Comment 4 for bug 1983605

Revision history for this message
Sergio Durigan Junior (sergiodj) wrote :

Andreas and I have been spending time on and off investigating this issue. Until today, we were able to determine that the failure happens even when we build exim4, gnutls28 and nettle with -O2 instead of -O3 (which is the default optimization level on ppc64el). Disabling -O3 was the very first thing that came to my mind when I saw the problem (I've been bitten by this problem a few times before...), so it was a bit surprising to see that, this time, it isn't the reason behind the bug.

We then looked at the autopkgtest logs for exim4 on ppc64el, and were able to determine that, most likely, the issue started happening around the time the package was updated from version 4.94 to 4.95 (4.94.2-7ubuntu2 to 4.95-2ubuntu2, according to https://autopkgtest.ubuntu.com/packages/exim4/jammy/ppc64el). This morning, Andreas did a rebuild of exim4 4.94.2-7ubuntu2 and was able to confirm that the problem did *not* manifest with this version. That's good because now we are able to narrow our investigation.
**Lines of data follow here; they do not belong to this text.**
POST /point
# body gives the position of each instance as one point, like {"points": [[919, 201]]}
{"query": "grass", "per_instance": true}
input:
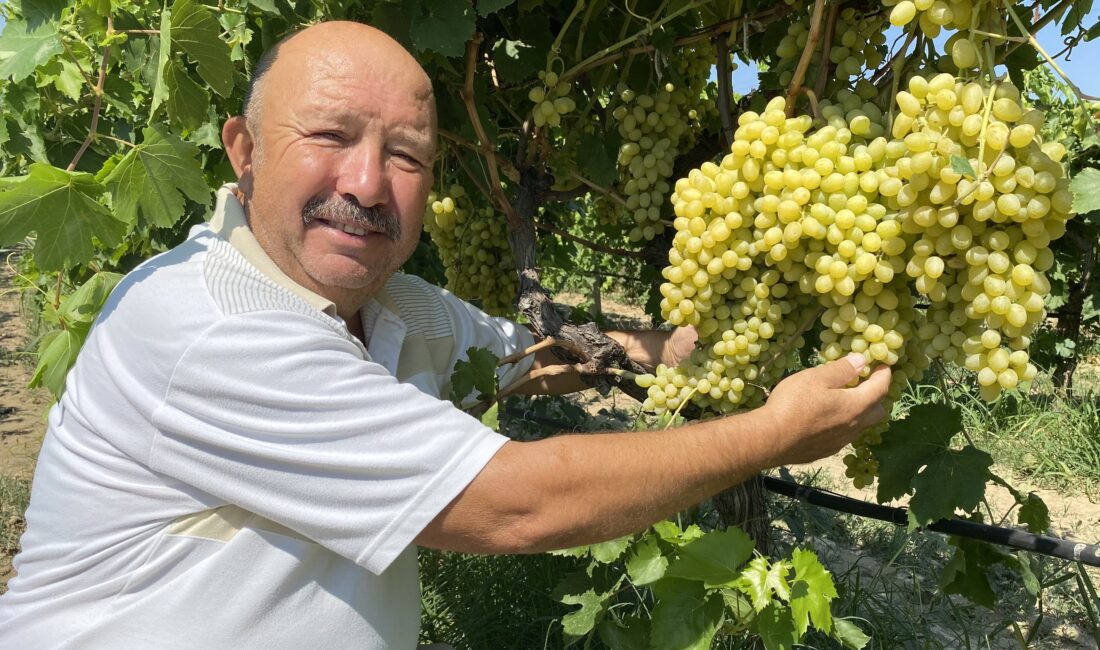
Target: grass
{"points": [[14, 495]]}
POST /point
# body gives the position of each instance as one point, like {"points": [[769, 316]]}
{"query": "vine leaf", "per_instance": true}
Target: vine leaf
{"points": [[849, 635], [776, 628], [444, 26], [477, 371], [965, 471], [187, 100], [911, 443], [812, 591], [1034, 514], [647, 564], [62, 207], [715, 559], [196, 31], [1086, 188], [154, 176], [581, 621], [630, 634], [761, 581], [24, 47], [490, 7], [685, 617]]}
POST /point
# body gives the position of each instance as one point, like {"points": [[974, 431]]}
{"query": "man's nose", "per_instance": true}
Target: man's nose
{"points": [[363, 177]]}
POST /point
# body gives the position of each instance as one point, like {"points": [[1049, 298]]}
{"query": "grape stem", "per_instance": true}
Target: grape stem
{"points": [[590, 244], [807, 53], [826, 48], [486, 149], [98, 105], [516, 356], [725, 90]]}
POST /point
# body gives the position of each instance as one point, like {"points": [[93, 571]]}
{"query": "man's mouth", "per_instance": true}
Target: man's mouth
{"points": [[350, 229]]}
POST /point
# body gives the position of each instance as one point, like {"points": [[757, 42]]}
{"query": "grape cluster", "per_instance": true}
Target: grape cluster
{"points": [[473, 245], [551, 100], [653, 129], [858, 43], [855, 228], [932, 15]]}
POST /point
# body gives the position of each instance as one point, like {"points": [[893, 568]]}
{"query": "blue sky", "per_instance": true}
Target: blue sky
{"points": [[1077, 66], [1080, 67]]}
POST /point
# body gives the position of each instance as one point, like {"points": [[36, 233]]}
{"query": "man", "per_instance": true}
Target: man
{"points": [[234, 462]]}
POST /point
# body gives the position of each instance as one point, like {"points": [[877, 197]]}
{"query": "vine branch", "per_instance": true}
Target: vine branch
{"points": [[468, 97], [590, 244], [98, 106], [807, 54]]}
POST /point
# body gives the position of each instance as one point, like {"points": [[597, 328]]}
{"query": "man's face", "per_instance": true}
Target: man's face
{"points": [[342, 168]]}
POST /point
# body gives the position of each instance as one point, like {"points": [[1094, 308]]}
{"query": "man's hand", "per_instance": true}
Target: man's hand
{"points": [[814, 412]]}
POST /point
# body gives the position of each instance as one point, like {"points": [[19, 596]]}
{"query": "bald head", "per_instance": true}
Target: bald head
{"points": [[342, 42]]}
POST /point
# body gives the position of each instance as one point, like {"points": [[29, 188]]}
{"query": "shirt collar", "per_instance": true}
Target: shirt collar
{"points": [[231, 223]]}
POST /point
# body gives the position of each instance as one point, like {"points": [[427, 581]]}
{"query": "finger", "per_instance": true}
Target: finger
{"points": [[838, 373], [875, 386]]}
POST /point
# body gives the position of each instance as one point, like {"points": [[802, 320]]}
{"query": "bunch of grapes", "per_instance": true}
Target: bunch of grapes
{"points": [[858, 44], [932, 15], [473, 245], [551, 100], [855, 228]]}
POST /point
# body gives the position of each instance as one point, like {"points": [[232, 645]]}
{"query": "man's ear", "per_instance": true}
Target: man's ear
{"points": [[239, 146]]}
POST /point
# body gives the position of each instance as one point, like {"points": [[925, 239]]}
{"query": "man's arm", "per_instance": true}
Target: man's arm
{"points": [[575, 489]]}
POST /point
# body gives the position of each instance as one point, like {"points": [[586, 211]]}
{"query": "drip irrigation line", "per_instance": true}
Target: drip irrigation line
{"points": [[1007, 537]]}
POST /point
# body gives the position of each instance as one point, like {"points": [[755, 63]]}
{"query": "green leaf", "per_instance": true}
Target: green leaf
{"points": [[62, 207], [685, 616], [1034, 514], [1086, 188], [57, 352], [444, 28], [611, 550], [84, 305], [965, 573], [911, 443], [164, 53], [715, 559], [187, 101], [647, 564], [154, 177], [264, 6], [24, 47], [812, 590], [953, 480], [762, 581], [596, 156], [849, 634], [581, 621], [477, 371], [196, 31], [490, 7], [776, 628], [631, 634]]}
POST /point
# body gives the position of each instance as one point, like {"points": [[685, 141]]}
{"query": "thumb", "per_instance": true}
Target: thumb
{"points": [[837, 374]]}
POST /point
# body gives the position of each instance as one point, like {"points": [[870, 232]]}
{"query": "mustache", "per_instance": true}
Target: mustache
{"points": [[339, 209]]}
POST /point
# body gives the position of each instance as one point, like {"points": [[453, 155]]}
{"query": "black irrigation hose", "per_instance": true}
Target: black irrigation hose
{"points": [[1008, 537]]}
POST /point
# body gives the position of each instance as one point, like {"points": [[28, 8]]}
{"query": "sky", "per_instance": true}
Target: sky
{"points": [[1077, 66]]}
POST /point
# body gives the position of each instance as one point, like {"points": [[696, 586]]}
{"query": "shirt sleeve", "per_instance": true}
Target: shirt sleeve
{"points": [[279, 415], [473, 328]]}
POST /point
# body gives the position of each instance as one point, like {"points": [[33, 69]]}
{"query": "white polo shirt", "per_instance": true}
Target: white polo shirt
{"points": [[229, 467]]}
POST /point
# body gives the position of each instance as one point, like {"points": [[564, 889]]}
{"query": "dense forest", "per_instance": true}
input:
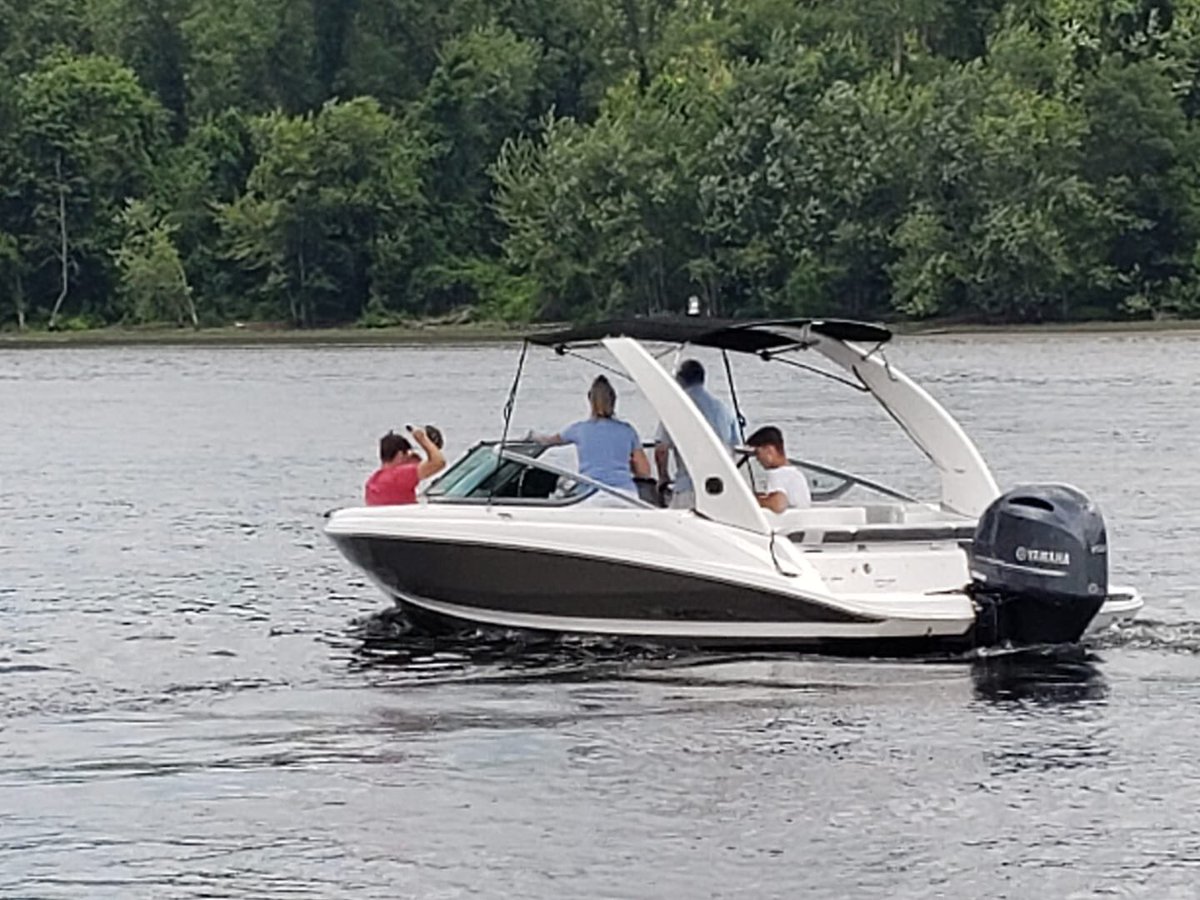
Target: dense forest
{"points": [[311, 162]]}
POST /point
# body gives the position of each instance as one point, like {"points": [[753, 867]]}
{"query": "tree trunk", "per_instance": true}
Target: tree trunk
{"points": [[187, 295], [19, 301], [63, 245]]}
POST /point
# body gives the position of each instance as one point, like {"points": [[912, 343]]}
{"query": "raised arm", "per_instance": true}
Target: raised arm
{"points": [[639, 465], [433, 461]]}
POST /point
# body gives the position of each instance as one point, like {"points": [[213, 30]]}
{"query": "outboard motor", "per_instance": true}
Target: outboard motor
{"points": [[1039, 567]]}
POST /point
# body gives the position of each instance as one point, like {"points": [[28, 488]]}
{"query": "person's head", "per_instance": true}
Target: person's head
{"points": [[690, 373], [768, 447], [393, 447], [433, 433], [603, 399]]}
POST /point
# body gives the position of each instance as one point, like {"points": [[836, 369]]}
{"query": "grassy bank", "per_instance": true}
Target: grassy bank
{"points": [[484, 333]]}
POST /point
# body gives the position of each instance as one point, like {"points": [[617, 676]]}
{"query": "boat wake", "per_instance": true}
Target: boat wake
{"points": [[1181, 637], [391, 645]]}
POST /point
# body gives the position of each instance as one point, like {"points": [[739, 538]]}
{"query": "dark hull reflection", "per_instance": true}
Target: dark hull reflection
{"points": [[1042, 676]]}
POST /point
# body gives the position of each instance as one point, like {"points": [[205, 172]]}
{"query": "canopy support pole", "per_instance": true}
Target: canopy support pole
{"points": [[508, 412], [733, 396]]}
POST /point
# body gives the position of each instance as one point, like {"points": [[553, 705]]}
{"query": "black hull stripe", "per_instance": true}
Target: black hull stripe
{"points": [[516, 580]]}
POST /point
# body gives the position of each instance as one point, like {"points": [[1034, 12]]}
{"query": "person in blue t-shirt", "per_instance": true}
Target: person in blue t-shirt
{"points": [[690, 377], [609, 448]]}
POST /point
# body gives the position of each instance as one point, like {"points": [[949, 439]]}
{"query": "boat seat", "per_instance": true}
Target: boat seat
{"points": [[815, 521], [923, 532]]}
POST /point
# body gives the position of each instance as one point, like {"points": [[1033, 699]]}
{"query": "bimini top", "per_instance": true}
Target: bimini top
{"points": [[737, 335]]}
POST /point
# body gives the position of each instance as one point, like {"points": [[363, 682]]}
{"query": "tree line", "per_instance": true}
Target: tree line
{"points": [[371, 161]]}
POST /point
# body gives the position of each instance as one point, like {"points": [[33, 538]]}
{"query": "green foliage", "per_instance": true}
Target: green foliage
{"points": [[154, 286], [325, 220], [313, 161]]}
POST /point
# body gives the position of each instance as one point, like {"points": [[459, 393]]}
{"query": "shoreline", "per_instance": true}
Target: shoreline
{"points": [[495, 333]]}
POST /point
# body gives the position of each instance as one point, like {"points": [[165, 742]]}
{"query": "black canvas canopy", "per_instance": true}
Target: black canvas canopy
{"points": [[736, 335]]}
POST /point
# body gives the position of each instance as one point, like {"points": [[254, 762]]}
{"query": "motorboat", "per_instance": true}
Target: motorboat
{"points": [[505, 538]]}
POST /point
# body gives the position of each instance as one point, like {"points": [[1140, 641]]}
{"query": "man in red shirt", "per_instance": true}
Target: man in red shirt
{"points": [[395, 481]]}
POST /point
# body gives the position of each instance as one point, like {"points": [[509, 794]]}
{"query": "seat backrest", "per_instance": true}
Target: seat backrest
{"points": [[815, 521]]}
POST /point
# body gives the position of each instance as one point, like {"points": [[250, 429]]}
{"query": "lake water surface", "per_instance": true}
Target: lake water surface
{"points": [[189, 706]]}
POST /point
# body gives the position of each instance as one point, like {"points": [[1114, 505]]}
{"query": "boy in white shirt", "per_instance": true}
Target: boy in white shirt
{"points": [[786, 485]]}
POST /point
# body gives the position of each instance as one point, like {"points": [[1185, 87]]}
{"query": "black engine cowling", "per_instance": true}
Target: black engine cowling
{"points": [[1039, 567]]}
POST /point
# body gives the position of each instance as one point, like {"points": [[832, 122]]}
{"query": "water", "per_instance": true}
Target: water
{"points": [[197, 701]]}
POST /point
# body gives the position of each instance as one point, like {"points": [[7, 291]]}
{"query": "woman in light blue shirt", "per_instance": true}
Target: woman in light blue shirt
{"points": [[609, 448]]}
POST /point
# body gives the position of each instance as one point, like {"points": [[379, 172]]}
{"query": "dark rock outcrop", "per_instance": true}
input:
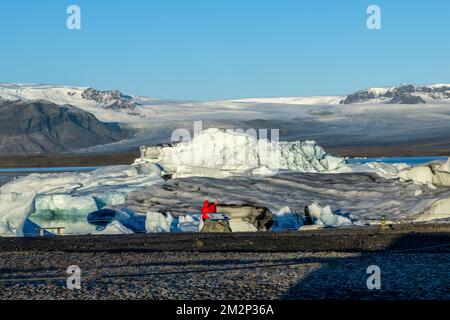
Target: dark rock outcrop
{"points": [[404, 94], [113, 99], [40, 127]]}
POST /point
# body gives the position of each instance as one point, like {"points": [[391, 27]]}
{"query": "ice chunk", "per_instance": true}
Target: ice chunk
{"points": [[14, 210], [114, 228], [422, 175], [287, 219], [324, 216], [239, 152], [63, 204], [157, 222], [239, 225], [190, 223], [435, 210]]}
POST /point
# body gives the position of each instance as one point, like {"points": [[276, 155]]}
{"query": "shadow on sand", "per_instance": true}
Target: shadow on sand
{"points": [[414, 266]]}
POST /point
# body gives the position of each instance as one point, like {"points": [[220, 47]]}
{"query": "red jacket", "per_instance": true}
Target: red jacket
{"points": [[205, 210]]}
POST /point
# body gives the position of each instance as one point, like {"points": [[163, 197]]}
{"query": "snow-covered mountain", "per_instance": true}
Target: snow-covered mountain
{"points": [[106, 105], [403, 94], [39, 127]]}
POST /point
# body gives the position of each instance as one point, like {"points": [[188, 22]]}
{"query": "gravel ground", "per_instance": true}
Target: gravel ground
{"points": [[230, 276], [232, 267]]}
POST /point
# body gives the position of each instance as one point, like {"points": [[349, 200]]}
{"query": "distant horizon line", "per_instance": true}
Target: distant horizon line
{"points": [[20, 84]]}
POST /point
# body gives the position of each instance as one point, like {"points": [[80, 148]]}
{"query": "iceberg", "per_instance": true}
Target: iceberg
{"points": [[66, 199], [323, 216], [221, 152]]}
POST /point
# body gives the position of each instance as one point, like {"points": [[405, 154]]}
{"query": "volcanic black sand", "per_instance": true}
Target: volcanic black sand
{"points": [[68, 160], [327, 264]]}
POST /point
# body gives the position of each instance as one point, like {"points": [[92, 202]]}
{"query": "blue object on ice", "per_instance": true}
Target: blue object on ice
{"points": [[129, 219]]}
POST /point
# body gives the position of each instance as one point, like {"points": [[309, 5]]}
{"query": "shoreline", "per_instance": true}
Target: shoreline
{"points": [[123, 158], [408, 237]]}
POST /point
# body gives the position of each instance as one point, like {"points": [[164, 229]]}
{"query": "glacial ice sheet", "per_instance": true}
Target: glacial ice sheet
{"points": [[235, 152], [275, 175], [363, 198]]}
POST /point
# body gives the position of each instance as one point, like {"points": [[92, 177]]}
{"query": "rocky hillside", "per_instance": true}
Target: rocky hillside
{"points": [[113, 99], [38, 127], [404, 94]]}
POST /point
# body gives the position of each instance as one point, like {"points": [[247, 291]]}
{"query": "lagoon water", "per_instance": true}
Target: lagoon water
{"points": [[412, 161], [391, 160]]}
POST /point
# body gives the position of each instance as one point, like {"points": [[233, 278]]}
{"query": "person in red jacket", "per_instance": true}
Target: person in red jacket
{"points": [[208, 208], [213, 207], [205, 210]]}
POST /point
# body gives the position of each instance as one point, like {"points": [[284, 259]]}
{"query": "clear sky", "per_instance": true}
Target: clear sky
{"points": [[215, 49]]}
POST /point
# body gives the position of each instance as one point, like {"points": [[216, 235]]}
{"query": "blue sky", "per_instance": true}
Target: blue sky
{"points": [[216, 49]]}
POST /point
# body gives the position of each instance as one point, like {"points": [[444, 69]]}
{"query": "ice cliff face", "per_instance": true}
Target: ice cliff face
{"points": [[404, 94], [114, 100], [227, 152], [67, 198]]}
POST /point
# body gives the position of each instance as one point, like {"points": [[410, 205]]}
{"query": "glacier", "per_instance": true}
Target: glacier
{"points": [[237, 169]]}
Today I had more time to work on this issue, and was able to make good progress. Here's what I tried and what I found:

- Knowing that the issue is most likely in exim4, I decided to build the software directly from upstream and verify if I could reproduce the problem there. This served the purpose of making sure that the bug is present in upstream as well, and not in our downstream patches.

- I was able to successfully replicate the failure with upstream's 4.95 tag, and the non-failure with upstream's 4.94.

- This allowed me to do a bisect of the code, which resulted in:

f50a063dc0b96ac95b3a7bc0aebad3b3f2534c02 is the first bad commit
commit f50a063dc0b96ac95b3a7bc0aebad3b3f2534c02
Author: Jeremy Harris <email address hidden>
Date: Tue Jun 22 23:04:59 2021 +0100

    TLS: as server, reject connections with ALPN indicating non-smtp use

- On the one hand, that's great. I double checked and indeed, the problem started happening after the commit above was pushed.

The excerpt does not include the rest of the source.